Aegon Scottish Equitable is the second provider to announce it will continue to process pipeline policies for pension term assurance.
The company says it has been reviewing its options for pipeline PTA business since the Treasury announced in the pre-Budget Report it may remove tax relief on PTA because they were being sold as standalone policies rather than as part of a pension proposition.
As a result, Alun Beynon, head of individual protection at Aegon Scottish Equitable, says although the company will not take on any new PTA business, it has decided the “most appropriate course of action for our customers” is to continue processing pipeline policies as PTA.
However, he says the policies will include an endorsement which will allow the cover to “continue in force in the event the government carries out its proposals to remove tax relief”, by stating if the tax relief is removed the policy will convert to an ordinary term assurance.
Aegon says this means policyholders will continue to pay the premiums net of basic rate tax, but it says if the final Budget continues the proposals set out last week and backdates the abolition of tax relief to 6 December, Aegon is prepared to bear the cost of the basic rate tax relief for the period between the Pre-Budget and Budget statements.

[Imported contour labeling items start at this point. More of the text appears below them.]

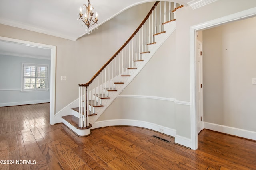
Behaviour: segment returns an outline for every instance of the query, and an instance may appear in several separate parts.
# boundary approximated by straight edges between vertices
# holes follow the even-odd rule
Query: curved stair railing
[[[164,33],[163,25],[175,20],[175,10],[183,6],[175,2],[155,3],[131,37],[87,83],[79,84],[79,126],[89,126],[88,117],[97,114],[94,108],[102,107],[102,100],[110,98],[117,84],[124,84],[122,77],[130,76],[143,62],[148,47],[156,43],[154,36]]]

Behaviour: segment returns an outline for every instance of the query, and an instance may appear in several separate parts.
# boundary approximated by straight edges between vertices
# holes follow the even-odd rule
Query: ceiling
[[[209,0],[192,1],[195,0]],[[187,6],[191,1],[175,0],[184,6]],[[98,25],[100,26],[132,6],[153,1],[91,0],[90,2],[94,12],[98,14]],[[0,23],[76,41],[87,33],[77,20],[79,8],[84,4],[88,4],[87,0],[1,0]]]

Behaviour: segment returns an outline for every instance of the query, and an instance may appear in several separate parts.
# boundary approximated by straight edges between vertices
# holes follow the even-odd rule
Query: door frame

Beynon says: “We believe this approach offers the greatest flexibility for policyholders in what remains an uncertain environment. This solution also ensures that advisers continue to secure cover for their clients while avoiding delays in commission payments.”
The announcement follows a similar move by rival insurer Norwich Union, announced yesterday, and is in contrast to a number of providers who have withdrawn from the PTA market since the pre-Budget Report, although Aegon says it will continue to lobby government to “act in the fairest interest of both customers and the industry in general” on this issue.